Hoje novamente Fa é minha aluna, não em uma C30,  mas em uma CP, desaguadouro dos alunos que não conseguiram manter o equilíbrio possível entre idade e nível de estudo. Em março último, quando a reconheci em aula, primeiro pelo nome e só depois pela aparência, ela pouco guardava de suas esguias formas adolescentes. Com apenas 16 anos, tem o corpo quase que de uma matrona. Engordou em demasia, seus quadris alargaram e as roupas que usa denunciam seu estado de pobreza. No corpo de mulher, de quando em quando surgem os traços da adolescente que conheci. O que houve entre a Fa de 2008 e a de hoje é uma história que desconheço, mas sei reconhecer onde e até que ponto a miséria pode conduzir.

Das informações que obtive, houve relatos de que Fa, linda menina adolescente, havia se envolvido com prostituição, como meio de resolver uma série de problemas que iam desde o abandono explícito da família,  até a miserabilidade completa.
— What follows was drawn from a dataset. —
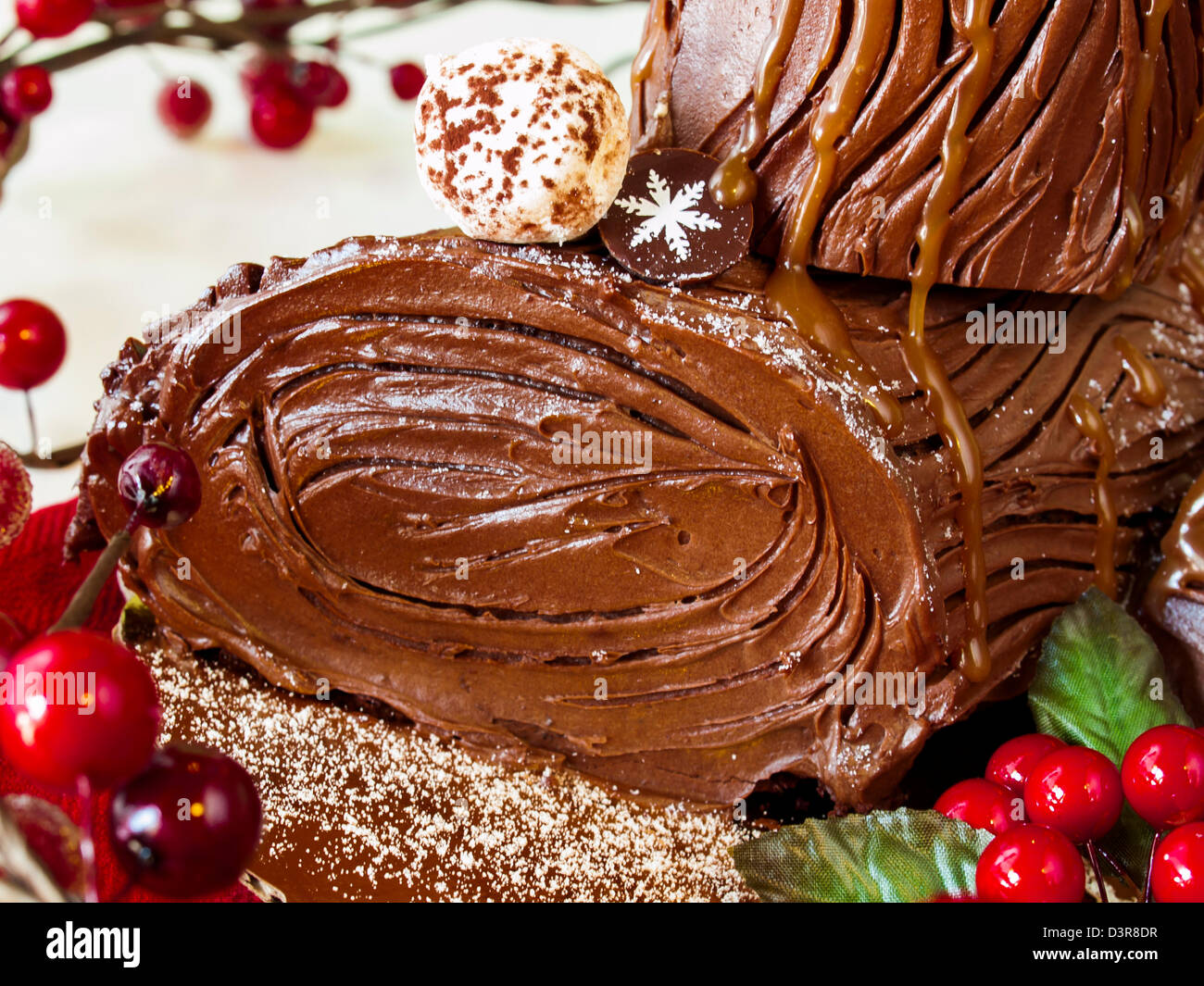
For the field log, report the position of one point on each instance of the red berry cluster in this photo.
(283, 92)
(81, 713)
(1074, 794)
Na aula Fa estava lendo a Bíblia, enquanto fazia anotações eventuais em seu caderno. Seu comportamento é pacífico e seu sorriso continua tímido, contido; de certo modo parece estar conformada em purgar o que passou. De quando em quando seu pensamento se volta para a sala de aula, mas não é consistente, e os cálculos de matemática efetivamente não lhe prendem a atenção. Compreendo,  sei que ela necessita muito mais matutar e afastar seus fantasmas internos e reais nesse momento do que calcular raízes quadradas ou tentar  se concentrar em simplificar radicais. A realidade impõe tal condição.

Algo destruiu a menina e a adolescente, e nada deixou para que a mulher amadurecesse. O corpo denuncia a tristeza da alma, e isso não é tão incomum Mas, de uma forma ou de outra, habitando mundos tão diversos e com todas as dificuldades possíveis, ela está de volta. Seja bem vinda, Fa.